Les réseaux sociaux nigérians diffusent un récit accusateur. Depuis plusieurs années, des comptes attribuent tous les maux du pays à l’ethnie Fulani. Ces messages affirment que les Peuls rejoignent massivement les groupes terroristes. Ils seraient coupables de tous les péchés capitaux.

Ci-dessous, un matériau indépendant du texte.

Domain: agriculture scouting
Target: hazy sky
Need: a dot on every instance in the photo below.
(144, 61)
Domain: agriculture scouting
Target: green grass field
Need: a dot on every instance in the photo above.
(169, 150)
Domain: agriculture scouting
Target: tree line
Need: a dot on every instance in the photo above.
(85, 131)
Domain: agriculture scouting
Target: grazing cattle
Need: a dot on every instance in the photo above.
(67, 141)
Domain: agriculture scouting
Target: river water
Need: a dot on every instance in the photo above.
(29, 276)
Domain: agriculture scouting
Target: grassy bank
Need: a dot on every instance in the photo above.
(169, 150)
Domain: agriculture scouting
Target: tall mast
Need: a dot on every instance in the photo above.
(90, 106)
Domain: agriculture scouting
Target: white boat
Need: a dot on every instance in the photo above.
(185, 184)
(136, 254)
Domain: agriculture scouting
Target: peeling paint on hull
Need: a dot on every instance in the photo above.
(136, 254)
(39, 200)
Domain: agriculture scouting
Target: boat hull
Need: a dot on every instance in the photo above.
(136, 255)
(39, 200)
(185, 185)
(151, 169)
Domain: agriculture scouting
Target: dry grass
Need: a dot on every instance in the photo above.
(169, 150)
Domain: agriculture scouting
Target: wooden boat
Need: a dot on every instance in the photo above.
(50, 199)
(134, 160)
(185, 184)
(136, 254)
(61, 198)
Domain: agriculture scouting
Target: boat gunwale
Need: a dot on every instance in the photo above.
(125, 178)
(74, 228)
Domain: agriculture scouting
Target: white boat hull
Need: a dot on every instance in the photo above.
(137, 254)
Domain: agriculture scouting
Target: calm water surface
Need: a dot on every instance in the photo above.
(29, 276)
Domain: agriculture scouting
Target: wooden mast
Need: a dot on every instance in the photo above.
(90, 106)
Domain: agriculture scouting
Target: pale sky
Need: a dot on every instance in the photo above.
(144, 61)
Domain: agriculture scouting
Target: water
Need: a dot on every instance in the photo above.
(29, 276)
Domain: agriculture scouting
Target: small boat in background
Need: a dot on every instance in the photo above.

Cette vision simpliste ignore des réalités complexes. Les différences ethnoreligieuses au Nigeria sont anciennes. La panique provoquée par les islamistes radicaux aggrave ces perceptions. Les actions des groupes armés rendent le débat plus primaire.
Les Peuls constituent l’un des plus grands peuples du Sahel. Leur mode de vie nomade les a dispersés du Sénégal au Soudan. Historiquement, ils pratiquent l’islam sunnite. Au Nigeria, ils ont créé plusieurs royaumes musulmans. Aujourd’hui, ils vivent surtout dans le Nord du pays. Avec les Hausa, ils forment la majorité ethnique dans les États du Nord.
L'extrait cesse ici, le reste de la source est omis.